There are certain limitations to the results discussed as well as issues discovered during our study that we suggest be considered in subsequent experiments. We found that noise recorded in the ear was strongly dependent on the placement of the microphone in the subject’s ear. This is likely due to the variances in ear canal shape and the limitations of using a cylindrical earplug and rigid microphone. It is also important to note that a more thorough study should also have considered normalizations involved with inter-subject variance in the physical characteristics of the ear and nose to account for differences in ear canal shape, nose length, and various other factors. These factors were not considered in this pilot study.
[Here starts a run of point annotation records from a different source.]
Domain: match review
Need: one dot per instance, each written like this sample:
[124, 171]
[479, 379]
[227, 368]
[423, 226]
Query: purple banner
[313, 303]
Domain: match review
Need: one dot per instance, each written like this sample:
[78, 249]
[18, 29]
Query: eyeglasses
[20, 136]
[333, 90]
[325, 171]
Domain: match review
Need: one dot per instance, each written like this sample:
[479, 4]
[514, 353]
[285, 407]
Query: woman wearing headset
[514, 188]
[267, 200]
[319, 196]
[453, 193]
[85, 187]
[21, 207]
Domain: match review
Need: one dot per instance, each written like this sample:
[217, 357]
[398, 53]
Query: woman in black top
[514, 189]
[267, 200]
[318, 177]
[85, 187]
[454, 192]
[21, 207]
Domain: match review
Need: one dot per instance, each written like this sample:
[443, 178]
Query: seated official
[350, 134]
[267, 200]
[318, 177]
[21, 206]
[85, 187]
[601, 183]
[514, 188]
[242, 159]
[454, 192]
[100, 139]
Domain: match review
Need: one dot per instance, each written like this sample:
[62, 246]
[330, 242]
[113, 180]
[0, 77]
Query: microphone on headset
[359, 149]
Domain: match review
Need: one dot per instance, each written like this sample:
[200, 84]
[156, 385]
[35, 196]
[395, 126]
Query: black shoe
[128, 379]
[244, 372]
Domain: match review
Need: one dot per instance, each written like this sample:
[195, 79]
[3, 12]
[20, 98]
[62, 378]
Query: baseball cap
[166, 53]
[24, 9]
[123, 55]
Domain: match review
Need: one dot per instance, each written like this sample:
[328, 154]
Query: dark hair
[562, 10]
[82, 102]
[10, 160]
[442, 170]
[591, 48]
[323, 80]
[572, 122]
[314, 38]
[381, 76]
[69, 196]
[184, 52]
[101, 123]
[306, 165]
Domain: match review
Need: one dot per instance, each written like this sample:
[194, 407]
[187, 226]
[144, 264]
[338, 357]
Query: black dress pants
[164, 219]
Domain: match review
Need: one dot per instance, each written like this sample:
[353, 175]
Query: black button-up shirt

We also wish to stress that due to the small sample size used and the nature of this being a pilot study we chose to observe strong visual trends in the data as opposed to calculating precise numerical values whose accuracy and statistical significance could not be guaranteed.

4 Conclusion

In accordance with the objective of this study, we found that recording swallowing and breathing sounds at the ear or nose may be used as alternative recording site as to trachea depending on the goal of acoustical swallowing assessment. If the goal is identifying people with dysphagia in general, the recording site cannot be used interchangeably between the subjects. On the other hand, if the goal is only to detect the swallows with aspiration within a dysphagic patient, the ear and nose sites may be used as an alternative recording site to trachea in case of a patient having loose skin over the neck. In summary, direct comparisons of swallowing sounds recorded at different sites are not recommended. However, recording swallowing sounds at the ear or nose in cases where tracheal recordings cannot be used is certainly viable for low-frequency breath sound analysis for use of aspiration detection for a dysphagic patient.